Con Duermevela, su decimotercer libro, Longoni da un paso más hacia la dirección que había encarado en Imágenes apuntadas, su volumen anterior: un fotógrafo que escribe. Pero si en Imágenes los textos narraban y ponían en contexto muchas de sus fotografías icónicas y su extraordinario camino en el oficio, en Duermevela lo escrito aborda zonas personales e íntimas, escenas familiares, objetos cargados de sentido, sueños y pesadillas, miedos y alumbramientos. Fue un sacudón su debut como reportero, a poco de terminado el servicio militar, a fines de 1979: en su primer día a prueba en Noticias Argentinas tuvo que salir de urgencia para retratar el atentado contra Juan Alemann, por entonces viceministro de Economía de Martínez de Hoz. Novato y con su maquinita, sin equipo especial, cuando le impidieron acercarse dijo que era fotógrafo del Primer Cuerpo de Ejército y consiguió un material bárbaro. Fue una entrada jugada y con honores en la agencia y el inicio de una trayectoria que a la vez lo apartó de lo que estudiaba por entonces: Longoni quería ser historiador. Había empezado una novela, además, con la colimba ahí como tema, y también quedó en el camino.
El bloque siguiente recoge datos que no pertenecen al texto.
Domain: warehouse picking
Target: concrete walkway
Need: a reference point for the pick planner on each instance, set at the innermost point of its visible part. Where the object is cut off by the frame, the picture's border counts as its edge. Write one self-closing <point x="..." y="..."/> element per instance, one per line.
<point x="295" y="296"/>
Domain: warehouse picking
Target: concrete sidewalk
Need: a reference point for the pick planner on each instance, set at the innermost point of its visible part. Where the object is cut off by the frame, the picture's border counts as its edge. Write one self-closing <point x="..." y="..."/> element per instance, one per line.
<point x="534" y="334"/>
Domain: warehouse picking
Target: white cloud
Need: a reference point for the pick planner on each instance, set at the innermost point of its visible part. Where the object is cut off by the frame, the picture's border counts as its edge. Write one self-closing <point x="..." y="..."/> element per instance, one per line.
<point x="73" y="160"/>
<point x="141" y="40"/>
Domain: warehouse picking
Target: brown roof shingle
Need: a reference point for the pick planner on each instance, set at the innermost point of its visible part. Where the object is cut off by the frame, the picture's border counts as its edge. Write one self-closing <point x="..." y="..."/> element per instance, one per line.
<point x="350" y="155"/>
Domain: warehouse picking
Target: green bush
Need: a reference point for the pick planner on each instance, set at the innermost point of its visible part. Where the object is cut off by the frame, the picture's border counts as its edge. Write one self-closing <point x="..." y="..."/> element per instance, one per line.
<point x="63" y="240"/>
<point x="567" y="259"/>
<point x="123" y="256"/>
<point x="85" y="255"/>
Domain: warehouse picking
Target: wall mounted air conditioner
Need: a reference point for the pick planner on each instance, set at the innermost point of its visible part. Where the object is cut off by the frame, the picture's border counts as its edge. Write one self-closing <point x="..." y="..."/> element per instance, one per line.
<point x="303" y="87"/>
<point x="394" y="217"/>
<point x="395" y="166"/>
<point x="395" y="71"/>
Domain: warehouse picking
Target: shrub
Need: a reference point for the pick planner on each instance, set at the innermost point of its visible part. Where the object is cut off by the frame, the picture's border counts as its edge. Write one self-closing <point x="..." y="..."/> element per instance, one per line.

“Soy fotógrafo –escribe Longoni-. Me he pasado la vida corriendo de aquí para allá con la cámara pegada al ojo tratando de capturar un puñado de imágenes entre todas las que fluyen segundo a segundo sin dar respiro. Leer fue siempre mi otra pasión. Pero así como las fotos eran mías, los textos eran de los otros, de los escritores”. El narrador, entonces, emerge de las sombras y cuenta lo que no quiere que queden del todo en ellas, y es la escritura la que trae el reguero fugaz de luz en busca de un soplo hacia lo perdurable. Ahí está la abuela andaluza que lo crió, que escuchaba música clásica en una radio a válvulas y le leía versículos de la Biblia cuando volvía, en los primeros ’70, de las manifestaciones estudiantiles. Y escenas de la colimba en Junín de los Andes, porque el Ejército lo mandó a la frontera cuando Argentina estuvo a punto de entrar en guerra con Chile, tiempos de Videla y Pinochet: las cartas que escribía a nombre de algunos compañeros, la lectura de La casa verde en un prostíbulo en el que se internaba un sargento, el hambre y el frío y el miedo, el miedo a un amasijo estúpido. Está la boca sombría de una garita y el viaje desde el terror de época al pasar ante una de ellas hasta el ejercicio de la vigilancia del servicio militar. Pero también escenas de otros viajes, como el de una bandada de cuervos enardecidos con uno que está tumbado a orillas del Yamuna, con el Taj Mahal al brillo de los primeros rayos del sol. Y cuartos de hoteles, casi siempre económicos. Y encrucijadas de la infancia, una sumergida nocturna en el mar, un acto de magia fallido, el ejercicio de mirar el viento. El reencuentro con su hija y una piedrita que patean en una caminata que se funde con otra, antigua. El encierro pandémico y la ceremonia de la vacunación de su madre, de 97 años.
“Son textos sin pretensiones. Imágenes que esta vez se convirtieron en letras, pero siempre acompañadas de mis fotos, porque irremediablemente soy fotógrafo”. Hay unas cuantas fotos familiares en el libro editado por artexarte, precioso: tiene formato de gran libreta, o cuaderno, con textos escritos con una vieja máquina, o manuscritos, y páginas con rayones, huellas de cintas adhesivas, dibujos, borroneados, garabatos, irregulares los tamaños de las imágenes y su disposición en la recorrida, a cada vuelta algo distinto, con predominio en el blanco y negro, en las sombras, con algunas páginas en negro absoluto. El papel es un punto rústico y bastante opaco y uno piensa, asentimiento leve y mudo con la cabeza, en Tanizaki.
“Después de todo, entre otras cosas, la fotografía es una huella del tiempo que huye”, escribe Longoni. Tiene esa impronta aquí, también, su escritura. Entreverados, lo escrito y lo retratado, componen las figuras y los escenarios esfumados, en la penumbra, entre lo real y lo irreal, de la duermevela.